New York esophageal squamous cell carcinoma 1 (NY‐ESO‐1) is aberrantly expressed in multiple myeloma (MM) patients, however, its role remains largely unknown. The present study aimed to investigate the effect of NY‐ESO‐1 knockdown on MM impact and provide evidence for targeting treatment of MM. Human MM U266 cells were infected with lentivirus‐based small hairpin RNA‐targeting NY‐ESO‐1 (LV‐shNY‐ESO‐1). Cellular proliferation, colony‐forming, migration, and invasion assays were employed. The expressions of cell cycle and epithelial–mesenchymal transition (EMT)‐related molecules, MM growth, and mouse osteolytic lesions were evaluated.

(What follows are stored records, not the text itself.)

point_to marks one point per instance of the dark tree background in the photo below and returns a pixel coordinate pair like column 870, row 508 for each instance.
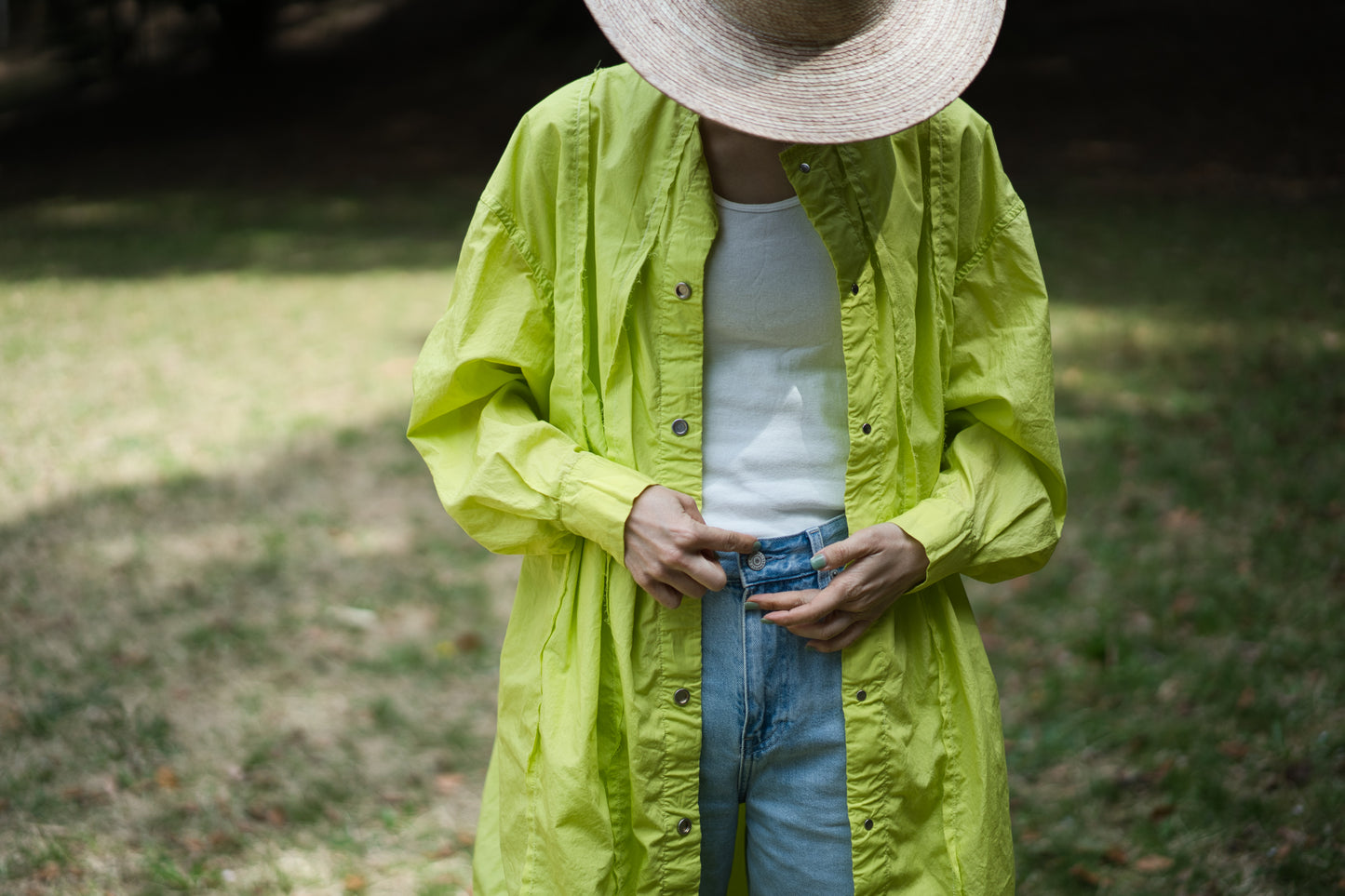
column 1182, row 94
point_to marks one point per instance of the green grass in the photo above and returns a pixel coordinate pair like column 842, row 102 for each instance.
column 244, row 650
column 1173, row 681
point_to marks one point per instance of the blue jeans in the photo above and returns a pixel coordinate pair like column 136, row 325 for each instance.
column 773, row 730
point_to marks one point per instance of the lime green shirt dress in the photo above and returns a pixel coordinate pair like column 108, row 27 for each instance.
column 549, row 395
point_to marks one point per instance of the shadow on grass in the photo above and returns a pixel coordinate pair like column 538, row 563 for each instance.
column 202, row 667
column 162, row 234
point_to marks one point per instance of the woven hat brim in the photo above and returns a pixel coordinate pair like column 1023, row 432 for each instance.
column 908, row 65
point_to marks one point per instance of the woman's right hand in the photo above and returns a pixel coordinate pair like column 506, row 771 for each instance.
column 670, row 551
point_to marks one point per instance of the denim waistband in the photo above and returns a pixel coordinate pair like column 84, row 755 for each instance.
column 785, row 555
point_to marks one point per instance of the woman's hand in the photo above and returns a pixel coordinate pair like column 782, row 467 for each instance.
column 670, row 551
column 881, row 563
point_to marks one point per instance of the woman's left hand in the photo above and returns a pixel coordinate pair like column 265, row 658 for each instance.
column 880, row 564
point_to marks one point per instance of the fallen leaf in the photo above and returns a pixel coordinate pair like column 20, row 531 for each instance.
column 1153, row 864
column 1299, row 774
column 448, row 784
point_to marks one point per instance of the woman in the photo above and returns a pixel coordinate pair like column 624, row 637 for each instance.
column 715, row 335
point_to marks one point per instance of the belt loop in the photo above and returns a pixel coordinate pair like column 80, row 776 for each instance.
column 732, row 564
column 815, row 543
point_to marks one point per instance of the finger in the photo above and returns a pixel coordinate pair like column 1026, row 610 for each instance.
column 841, row 554
column 848, row 636
column 821, row 603
column 706, row 573
column 824, row 628
column 715, row 539
column 666, row 595
column 785, row 599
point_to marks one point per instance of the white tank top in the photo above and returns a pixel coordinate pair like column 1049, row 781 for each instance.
column 775, row 437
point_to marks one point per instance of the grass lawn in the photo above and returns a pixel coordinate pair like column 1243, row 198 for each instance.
column 244, row 650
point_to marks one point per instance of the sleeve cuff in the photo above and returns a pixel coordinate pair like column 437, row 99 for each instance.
column 596, row 497
column 943, row 528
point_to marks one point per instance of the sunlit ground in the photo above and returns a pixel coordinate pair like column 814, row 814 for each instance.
column 244, row 650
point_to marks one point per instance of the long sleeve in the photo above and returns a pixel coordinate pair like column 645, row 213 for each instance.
column 511, row 479
column 998, row 504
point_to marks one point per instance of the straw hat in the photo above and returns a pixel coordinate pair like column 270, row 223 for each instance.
column 806, row 70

The results showed that the LV‐shNY‐ESO‐1‐U266 cells had a lower expression of NY‐ESO‐1 and a higher expressions of p21 and E‐cadherin, and a weaker abilities of colony formation, drug‐resistant to adriamycin, migration, and invasion than those of the control cells. Importantly, the knockdown of NY‐ESO‐1 inhibited significantly the U266 cell‐induced MM growth and osteolytic lesions along with increasing the expressions of E‐cadherin, p21, and p53 in mice challenged with LV‐shNY‐ESO‐1‐U266 cells. Collectively, our findings demonstrate that knockdown of NY‐ESO‐1 suppressed the U266 cell‐induced MM growth and osteolytic lesions by inhibition of the MMs cell cycle and EMT. The NY‐ESO‐1 knockdown may be considered for future clinical trials in MM.